National Theatre Wales addresses recent controversy with new season of work
A new play by Welsh writer Ed Thomas and a collaboration with learning-disabled theatre company Hijinx, to mark 50 years since the first moon landing, will feature in National Theatre Wales’ new season.
The announcement comes amid a period of scrutiny for NTW, following criticisms that it has neglected Welsh talent, however artistic director Kully Thiarai said she believes the new programme showcases her company’s commitment to artists and companies in Wales.
Thomas, who co-created the television drama series Hinterland, has written On Bear Ridge for NTW, in a co-production with the Royal Court in London. It will run there following its premiere in Cardiff at the Sherman Theatre.
On Bear Ridge is inspired by Thomas’ childhood village and will be accompanied by a series of opportunities for writers and artists in Wales.
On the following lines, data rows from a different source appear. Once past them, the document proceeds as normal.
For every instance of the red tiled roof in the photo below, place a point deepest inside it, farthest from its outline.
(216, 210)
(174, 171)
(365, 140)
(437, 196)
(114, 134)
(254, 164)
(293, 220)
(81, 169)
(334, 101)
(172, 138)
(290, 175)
It will run in September and October 2019. It is part of a trilogy of work Thomas will create with NTW.
NTW will also work with Welsh learning-disabled theatre company Hijinx on an “immersive spectacle” marking 50 years since the first moon landing.
Mission Control will be performed by a cast of professional neurodivergent and learning-disabled actors.
It has been created with How to Win Against History’s Seiriol Davies and choral conductor Tim Rhys-Evans, who created the Welsh male vocal group Only Men Aloud!, and will be directed by Thiarai and Ben Pettitt-Wade.
The programme also includes a new radio play by Sean Edwards, which will premiere as Wales’ entry to the Venice Biennale next year before returning for a run in Wrexham, and full productions of four plays that were created for a festival celebrating 70 years of the NHS.
Among these is Splish Splash, co-produced with children’s theatre company Oily Cart, which will tour special schools in Wales and England.
Recent months have seen more than 200 Welsh actors and a group of Wales’ leading playwrights publicly criticise NTW’s direction, claiming it has ignored Welsh talent and demanding a public discussion about its future.
Thiarai said she believed the new season goes some way to answering her critics around its dedication of Wales’ creatives.
“Any season of work takes time to develop so this has been in development for many months, but I hope it showcases our commitment to the artists, companies and audiences of Wales, and our commitment to showcase Wales in the world,” she said.
The season will begin in March with a day-long open event described as a “big, creative conversation” about the future of theatre in Wales.
Thiarai has previously spoken about her wish that the ongoing debate surrounding NTW shape part of a wider discussion about the country’s theatre sector.
Thiarai said the open event represents the company “wanting to take on board the comments and conversations that have been happening with artists, and expanding them out to a bigger conversation”.
“It’s understandable that there’s lots of frustrations and anxieties at a time when funding is restricted and our ability to make a sustainable living as artists is thwarted through austerity. We feel it is our responsibility, along with all of the artistic sector, to come together and imagine how we might solve some of those things,” she said.